The comparison of historical mapping coverage with aerial photography highlights the differences that exist between the two data sources. The saltmarsh on the historical maps is often only represented by stamped symbols and has not border or outline. Therefore, whilst these maps can give an indication of coverage they do not appear to be of sufficient quality to allow analysis of vegetation change rates. The contemporaneous aerial photography in contrast although not available for all areas, offers a data set which allows modern techniques to accurately capture the data. The availability of historic maps from Edina allows relatively accurate georeferencing of historical photography. From this data source it can be seen that there were large areas of saltmarsh omitted from the Ordnance Survey maps. The majority of these appear to be the newer areas of saltmarsh which had colonised the areas rapidly and in many places have subsequently retreated. The historical data collection does allow the coverage to be determined with some accuracy although as discussed previously the fact that the photography is panchromatic may lead to interpretational issues.

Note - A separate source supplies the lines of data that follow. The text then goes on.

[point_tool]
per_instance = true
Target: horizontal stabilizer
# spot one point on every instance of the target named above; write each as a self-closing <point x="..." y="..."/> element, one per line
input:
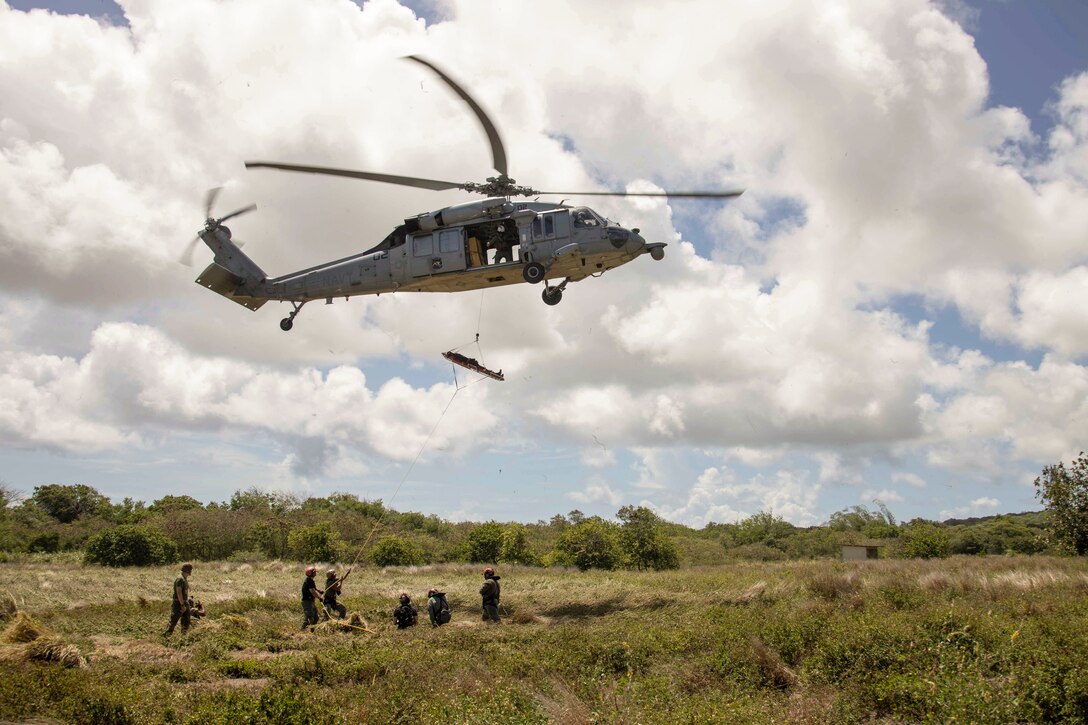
<point x="221" y="280"/>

In conclusion, it can be seen from this study that the use of Ordnance Survey County Series historical maps for the analysis of saltmarsh change should be treated with caution. Whilst many areas clearly give an indication of coverage, this may over or under-represent the real vegetative areas. This may be important when calculating habitat loss over longer periods. Although this research concentrates on the southern coastline of England, the rapid changes which took place in saltmarsh cover have been replicated elsewhere around the world. As reliable coastal habitat management often requires accurate data on trends and changes, it would seem advisable that where possible, data is collected from archival aerial photography which is widely available for many sites.